As you come to him, a living stone rejected by men but in the sight of God chosen and precious, you yourselves like living stones are being built up as a spiritual house, to be a holy priesthood, to offer spiritual sacrifices acceptable to God through Jesus Christ. (1 Pet. 2:4–5)
Jesus is a living stone, rejected by men but chosen and precious in the sight of God. Peter reminds his readers that Jesus knows what it’s like to be marginalized and rejected by the world; in God’s sight, however, he is chosen and precious.
Jesus is a living stone—a mixed metaphor to make us stop and think! Stones are normally pretty solid and often heavy; they aren’t known for their life and organic properties. But Jesus is a living stone, stable and steadfast, but nevertheless alive. We might think back to the “living hope” of 1 Peter 1:3, a hope based on Jesus’s resurrection from the dead.
These verses are full of Old Testament temple imagery. The temple in Jerusalem was hugely significant for the people of Israel under the old covenant. It was an enormously impressive building, constructed with magnificent stones and built on a hill so everyone could see it. This was where God dwelt with his people, but, because of his holiness, it was also where priests had to offer sacrifices to secure that relationship with him. The temple identified them as God’s people and established their corporate life and purpose in the world. But here in this passage Peter reminds these marginalized Christians that their collective identity and purpose in the world are centered on the Lord Jesus Christ. He’s the living stone of God’s house.
We too are like living stones being built into a spiritual house. The corporate dimension is deliberate. We’re all like living stones; we too were once dead but have now been made alive and are being built together into a spiritual house where God dwells by his Spirit. You can’t build a house out of just one stone. Many stones are needed. But the stones need to be brought together in one grand design.
When you’re building a house you need to buy lots of wood or bricks or stones, and when the building project is finished, there may be some left over, perhaps in a pile nearby. But the leftover bricks and stones are not part of the house. Only the ones incorporated into the structure make up the house. We believers are the living stones, made alive in the Lord Jesus and through him built up as a spiritual house. No longer do we need a temple of stones; we are the living temple, united in Christ.
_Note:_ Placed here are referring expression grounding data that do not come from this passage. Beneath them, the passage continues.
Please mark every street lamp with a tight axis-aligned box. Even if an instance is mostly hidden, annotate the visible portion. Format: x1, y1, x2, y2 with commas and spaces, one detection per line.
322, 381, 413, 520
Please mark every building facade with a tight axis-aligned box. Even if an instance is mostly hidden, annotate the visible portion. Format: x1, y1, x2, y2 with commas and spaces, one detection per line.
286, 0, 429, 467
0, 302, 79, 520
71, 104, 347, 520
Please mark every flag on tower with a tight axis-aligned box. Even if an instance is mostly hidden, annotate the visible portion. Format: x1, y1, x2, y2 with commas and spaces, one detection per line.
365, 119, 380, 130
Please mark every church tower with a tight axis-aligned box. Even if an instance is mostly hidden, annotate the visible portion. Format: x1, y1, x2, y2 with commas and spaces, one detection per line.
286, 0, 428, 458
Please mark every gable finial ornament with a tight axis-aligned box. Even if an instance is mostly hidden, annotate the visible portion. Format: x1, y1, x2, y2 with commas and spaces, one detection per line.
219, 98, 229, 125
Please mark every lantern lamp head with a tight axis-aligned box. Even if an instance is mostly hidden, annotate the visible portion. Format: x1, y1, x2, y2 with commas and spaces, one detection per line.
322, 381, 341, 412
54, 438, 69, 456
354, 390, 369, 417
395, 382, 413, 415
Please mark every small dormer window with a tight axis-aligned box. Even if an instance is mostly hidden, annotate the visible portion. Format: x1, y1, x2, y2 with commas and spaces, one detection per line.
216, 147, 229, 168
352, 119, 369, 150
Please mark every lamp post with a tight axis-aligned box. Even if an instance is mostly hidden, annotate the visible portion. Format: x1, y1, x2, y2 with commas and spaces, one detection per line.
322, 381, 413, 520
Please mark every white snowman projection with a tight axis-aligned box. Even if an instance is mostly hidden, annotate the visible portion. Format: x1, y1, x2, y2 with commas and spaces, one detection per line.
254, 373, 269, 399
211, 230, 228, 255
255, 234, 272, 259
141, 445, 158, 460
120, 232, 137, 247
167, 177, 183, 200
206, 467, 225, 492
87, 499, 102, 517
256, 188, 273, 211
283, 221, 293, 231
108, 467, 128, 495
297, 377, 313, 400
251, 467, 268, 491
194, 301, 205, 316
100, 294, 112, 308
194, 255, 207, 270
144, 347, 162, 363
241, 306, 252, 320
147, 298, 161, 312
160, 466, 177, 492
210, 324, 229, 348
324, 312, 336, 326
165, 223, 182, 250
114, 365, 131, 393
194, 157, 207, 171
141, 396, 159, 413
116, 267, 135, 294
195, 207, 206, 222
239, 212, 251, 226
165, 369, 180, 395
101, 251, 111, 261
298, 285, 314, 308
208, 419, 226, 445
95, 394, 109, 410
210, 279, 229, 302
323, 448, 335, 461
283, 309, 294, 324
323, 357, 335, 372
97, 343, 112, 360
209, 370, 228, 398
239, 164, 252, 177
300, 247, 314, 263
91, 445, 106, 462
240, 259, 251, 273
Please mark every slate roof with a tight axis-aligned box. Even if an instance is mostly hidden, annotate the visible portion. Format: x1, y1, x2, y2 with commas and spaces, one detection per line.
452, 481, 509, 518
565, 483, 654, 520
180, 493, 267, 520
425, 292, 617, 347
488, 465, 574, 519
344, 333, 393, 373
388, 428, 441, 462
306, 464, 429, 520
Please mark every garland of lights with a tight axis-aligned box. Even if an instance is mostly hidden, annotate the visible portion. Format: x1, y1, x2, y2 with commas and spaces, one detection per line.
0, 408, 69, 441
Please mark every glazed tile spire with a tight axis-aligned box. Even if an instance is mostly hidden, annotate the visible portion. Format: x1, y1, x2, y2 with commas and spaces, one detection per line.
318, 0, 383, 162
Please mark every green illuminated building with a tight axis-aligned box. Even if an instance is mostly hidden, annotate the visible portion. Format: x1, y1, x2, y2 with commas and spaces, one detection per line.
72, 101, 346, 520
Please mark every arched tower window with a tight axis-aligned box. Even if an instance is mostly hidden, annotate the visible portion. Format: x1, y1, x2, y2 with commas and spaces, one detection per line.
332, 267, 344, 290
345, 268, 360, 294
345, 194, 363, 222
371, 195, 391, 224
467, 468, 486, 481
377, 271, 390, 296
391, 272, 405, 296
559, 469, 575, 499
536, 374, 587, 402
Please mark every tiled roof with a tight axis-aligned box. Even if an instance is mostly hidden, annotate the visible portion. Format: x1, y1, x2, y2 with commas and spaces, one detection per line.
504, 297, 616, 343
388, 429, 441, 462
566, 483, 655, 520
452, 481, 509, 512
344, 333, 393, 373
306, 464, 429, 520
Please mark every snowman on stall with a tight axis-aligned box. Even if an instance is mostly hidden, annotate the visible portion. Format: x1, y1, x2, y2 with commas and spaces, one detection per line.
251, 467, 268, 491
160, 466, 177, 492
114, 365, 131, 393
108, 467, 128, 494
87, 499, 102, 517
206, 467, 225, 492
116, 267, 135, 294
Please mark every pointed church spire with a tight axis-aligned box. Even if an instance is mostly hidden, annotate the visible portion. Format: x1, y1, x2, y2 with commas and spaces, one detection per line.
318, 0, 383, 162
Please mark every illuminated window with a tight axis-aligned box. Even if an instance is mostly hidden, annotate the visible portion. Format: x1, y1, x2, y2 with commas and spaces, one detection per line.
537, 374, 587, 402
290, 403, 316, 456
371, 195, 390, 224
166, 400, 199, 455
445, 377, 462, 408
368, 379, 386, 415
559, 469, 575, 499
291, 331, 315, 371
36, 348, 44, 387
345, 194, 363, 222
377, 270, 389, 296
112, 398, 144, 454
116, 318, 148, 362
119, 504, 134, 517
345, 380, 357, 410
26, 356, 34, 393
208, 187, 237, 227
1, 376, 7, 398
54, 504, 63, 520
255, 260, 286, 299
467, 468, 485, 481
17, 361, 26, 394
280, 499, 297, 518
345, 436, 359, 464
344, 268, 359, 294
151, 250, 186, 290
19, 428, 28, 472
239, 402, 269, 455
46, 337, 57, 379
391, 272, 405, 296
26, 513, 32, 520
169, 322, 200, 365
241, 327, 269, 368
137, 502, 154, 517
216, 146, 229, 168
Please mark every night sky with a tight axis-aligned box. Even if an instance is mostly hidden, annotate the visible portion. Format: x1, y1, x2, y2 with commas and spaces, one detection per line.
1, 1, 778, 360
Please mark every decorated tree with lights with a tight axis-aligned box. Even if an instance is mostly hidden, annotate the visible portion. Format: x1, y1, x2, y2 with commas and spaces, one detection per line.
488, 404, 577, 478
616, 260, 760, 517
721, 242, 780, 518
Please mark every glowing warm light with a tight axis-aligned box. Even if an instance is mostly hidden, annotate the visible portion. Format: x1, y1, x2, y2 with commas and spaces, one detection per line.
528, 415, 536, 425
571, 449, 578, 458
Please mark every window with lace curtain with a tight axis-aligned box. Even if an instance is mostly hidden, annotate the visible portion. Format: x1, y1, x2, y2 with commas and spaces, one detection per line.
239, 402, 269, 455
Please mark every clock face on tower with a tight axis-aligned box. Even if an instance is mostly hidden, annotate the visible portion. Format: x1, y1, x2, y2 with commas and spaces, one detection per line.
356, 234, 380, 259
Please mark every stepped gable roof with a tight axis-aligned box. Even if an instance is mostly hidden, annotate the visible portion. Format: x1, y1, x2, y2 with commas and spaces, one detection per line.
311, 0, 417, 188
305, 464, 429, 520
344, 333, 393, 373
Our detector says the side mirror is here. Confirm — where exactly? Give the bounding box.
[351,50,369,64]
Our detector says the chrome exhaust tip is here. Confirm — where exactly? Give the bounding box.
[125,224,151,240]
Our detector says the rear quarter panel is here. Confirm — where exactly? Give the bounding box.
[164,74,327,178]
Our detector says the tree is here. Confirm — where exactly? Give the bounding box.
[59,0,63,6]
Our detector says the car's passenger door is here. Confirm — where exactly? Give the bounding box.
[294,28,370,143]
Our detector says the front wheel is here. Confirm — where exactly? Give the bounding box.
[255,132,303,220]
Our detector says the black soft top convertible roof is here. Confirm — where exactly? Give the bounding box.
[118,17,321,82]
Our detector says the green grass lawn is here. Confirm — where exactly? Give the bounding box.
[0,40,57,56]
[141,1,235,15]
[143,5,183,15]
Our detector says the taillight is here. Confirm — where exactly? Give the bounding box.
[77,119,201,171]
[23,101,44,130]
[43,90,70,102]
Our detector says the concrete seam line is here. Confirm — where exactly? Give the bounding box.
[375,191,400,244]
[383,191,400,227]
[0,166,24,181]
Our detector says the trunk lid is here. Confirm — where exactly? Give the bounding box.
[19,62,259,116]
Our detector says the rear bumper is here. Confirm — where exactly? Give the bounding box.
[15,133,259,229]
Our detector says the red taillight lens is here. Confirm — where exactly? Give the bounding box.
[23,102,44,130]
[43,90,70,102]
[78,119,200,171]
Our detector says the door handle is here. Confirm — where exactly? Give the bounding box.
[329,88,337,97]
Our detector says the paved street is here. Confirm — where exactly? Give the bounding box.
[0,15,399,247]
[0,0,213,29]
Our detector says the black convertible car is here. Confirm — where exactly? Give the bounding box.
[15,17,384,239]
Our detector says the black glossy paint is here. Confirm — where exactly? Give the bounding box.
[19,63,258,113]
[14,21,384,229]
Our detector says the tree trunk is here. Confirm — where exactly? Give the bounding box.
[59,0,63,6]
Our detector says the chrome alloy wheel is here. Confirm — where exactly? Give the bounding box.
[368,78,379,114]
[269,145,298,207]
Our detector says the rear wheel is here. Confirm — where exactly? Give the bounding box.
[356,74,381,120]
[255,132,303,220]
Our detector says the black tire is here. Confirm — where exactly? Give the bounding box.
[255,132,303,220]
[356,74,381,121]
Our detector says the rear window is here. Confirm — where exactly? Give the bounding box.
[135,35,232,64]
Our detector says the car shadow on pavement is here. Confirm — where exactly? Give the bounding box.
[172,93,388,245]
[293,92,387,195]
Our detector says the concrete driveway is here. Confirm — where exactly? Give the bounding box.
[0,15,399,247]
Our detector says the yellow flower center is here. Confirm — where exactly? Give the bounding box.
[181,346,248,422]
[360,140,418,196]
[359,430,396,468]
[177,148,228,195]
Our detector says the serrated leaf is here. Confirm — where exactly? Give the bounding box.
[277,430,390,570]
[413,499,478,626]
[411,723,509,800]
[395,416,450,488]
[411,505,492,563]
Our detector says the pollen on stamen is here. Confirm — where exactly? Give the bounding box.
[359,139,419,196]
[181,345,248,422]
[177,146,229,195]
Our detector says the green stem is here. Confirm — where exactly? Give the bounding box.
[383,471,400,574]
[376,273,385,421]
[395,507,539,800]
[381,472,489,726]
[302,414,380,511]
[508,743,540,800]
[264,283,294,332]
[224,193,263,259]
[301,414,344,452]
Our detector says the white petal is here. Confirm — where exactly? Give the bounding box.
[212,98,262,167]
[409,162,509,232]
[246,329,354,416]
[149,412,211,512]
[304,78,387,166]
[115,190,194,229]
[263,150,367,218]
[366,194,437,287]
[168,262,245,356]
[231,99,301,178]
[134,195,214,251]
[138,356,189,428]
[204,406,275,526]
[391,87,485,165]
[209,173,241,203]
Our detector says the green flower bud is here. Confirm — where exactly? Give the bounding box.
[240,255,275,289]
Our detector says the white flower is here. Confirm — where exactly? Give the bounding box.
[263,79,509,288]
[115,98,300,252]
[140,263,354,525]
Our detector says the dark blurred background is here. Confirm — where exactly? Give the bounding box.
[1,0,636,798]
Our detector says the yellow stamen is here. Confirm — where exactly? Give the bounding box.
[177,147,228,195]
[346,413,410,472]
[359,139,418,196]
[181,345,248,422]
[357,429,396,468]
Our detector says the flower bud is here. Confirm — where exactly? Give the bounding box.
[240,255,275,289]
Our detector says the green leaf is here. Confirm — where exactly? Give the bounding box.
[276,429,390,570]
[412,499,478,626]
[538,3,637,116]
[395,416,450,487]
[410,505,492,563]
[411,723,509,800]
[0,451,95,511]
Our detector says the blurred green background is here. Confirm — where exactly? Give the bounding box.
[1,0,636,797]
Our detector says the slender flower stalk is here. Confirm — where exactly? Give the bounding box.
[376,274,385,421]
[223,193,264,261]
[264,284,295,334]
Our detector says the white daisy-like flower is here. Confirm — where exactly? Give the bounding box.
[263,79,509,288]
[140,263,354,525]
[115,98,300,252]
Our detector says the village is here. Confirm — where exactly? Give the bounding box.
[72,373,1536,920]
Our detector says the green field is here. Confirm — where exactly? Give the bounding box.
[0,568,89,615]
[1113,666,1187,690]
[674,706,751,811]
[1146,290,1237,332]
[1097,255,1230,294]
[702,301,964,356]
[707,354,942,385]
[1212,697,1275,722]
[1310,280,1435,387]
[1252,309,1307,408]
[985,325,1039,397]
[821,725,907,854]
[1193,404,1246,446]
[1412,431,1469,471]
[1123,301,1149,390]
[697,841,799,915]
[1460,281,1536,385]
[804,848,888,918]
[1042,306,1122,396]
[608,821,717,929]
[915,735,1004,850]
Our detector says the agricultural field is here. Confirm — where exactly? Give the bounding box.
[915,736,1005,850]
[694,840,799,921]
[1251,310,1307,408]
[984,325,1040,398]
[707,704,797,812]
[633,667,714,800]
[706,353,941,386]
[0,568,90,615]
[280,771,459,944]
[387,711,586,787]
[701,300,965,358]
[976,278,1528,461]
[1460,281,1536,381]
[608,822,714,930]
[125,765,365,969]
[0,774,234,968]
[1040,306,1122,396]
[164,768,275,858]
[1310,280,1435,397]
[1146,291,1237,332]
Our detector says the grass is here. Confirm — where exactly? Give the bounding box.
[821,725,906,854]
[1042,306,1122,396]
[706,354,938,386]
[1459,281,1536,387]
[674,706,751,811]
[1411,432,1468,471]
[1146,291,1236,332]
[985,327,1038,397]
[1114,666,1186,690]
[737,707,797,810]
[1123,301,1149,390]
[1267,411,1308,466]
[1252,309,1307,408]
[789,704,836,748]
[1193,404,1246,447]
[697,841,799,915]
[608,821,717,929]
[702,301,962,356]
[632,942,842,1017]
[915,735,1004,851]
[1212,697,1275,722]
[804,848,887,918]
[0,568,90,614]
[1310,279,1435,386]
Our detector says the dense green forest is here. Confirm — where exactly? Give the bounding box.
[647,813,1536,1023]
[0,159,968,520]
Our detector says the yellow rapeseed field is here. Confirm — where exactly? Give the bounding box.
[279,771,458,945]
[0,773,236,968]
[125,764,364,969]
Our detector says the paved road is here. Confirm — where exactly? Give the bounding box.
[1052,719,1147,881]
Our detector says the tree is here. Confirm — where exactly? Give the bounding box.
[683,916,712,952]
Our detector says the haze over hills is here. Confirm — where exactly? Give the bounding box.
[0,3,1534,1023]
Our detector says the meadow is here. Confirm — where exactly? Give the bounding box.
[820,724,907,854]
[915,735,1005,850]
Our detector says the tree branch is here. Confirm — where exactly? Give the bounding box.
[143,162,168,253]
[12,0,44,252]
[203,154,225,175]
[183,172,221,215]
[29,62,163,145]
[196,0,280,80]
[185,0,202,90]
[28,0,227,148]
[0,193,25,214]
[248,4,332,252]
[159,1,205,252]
This is an important corrective to our very “me-centered,” individualistic culture. The world doesn’t revolve around you or me! It revolves around the Lord Jesus Christ. He’s the architect of this house, and we are his building materials. We are individually called, but acceptance of that call means we now belong to one another and have an important group identity, the sum of which is more significant than each individual part.
Some people think that if they go to church, then they automatically belong to the Lord Jesus. That’s not true, of course. In fact, it’s the other way round. You cannot belong to the church unless you first belong to the Lord Jesus. But if you belong to Christ, then you also belong to his church—not just the local church but also the universal church, made up of all God’s people from all over the world and through all the centuries. Jesus, the living stone, is building his living stones into a house where God dwells by his Spirit.
We Belong to Each Other
This means that we need each other. We can’t live the Christian life on our own. We need to be part of a local church, not just showing up every now and again but fully involved and committed to God’s people in that place. We often talk about “going” to church, don’t we? But actually, we don’t “go” to church like we go to the shopping mall or to the dentist. We don’t go to church; we are the church. We go to a building. Once we’ve understood that, it will change the way we think about our brothers and sisters, who are the church with us.
I recently went back to visit the church family where I was working 10 years ago. It’s a church in central London and full of young people, most of them younger than 35. It was great to see how these friends are still walking with the Lord and persevering in all kinds of difficulties and trials.
One of them, a woman called Jill, had been on the fringe of things when I was there. But as I talked with her that morning, it was clear to me that something was different; she was now more involved and more committed to the church family. I asked her what had brought about this change, and she told me that her mother had died unexpectedly a few years ago, and her father soon after that—and the church family had been wonderful. They’d gathered around and supported and prayed for her in ways she could never have imagined.
These family tragedies helped Jill to see that she also belonged to another family, a family that was becoming more and more important to her. But then she realized that the time would come when one of the church family would need her support and love and prayers. She said it was as though a light bulb had been turned on in her head: “These people have shown me that I’m part of their family, which means they are part of mine.”
What a wonderful testimony to those brothers and sisters in that central London church! They are not just Jill’s brothers and sisters; they are ours as well. If we belong to the Lord Jesus, then we belong to each other. Jesus is the living stone, and we too are like living stones being built together into a spiritual house. We have a group identity and purpose that are bound up in him.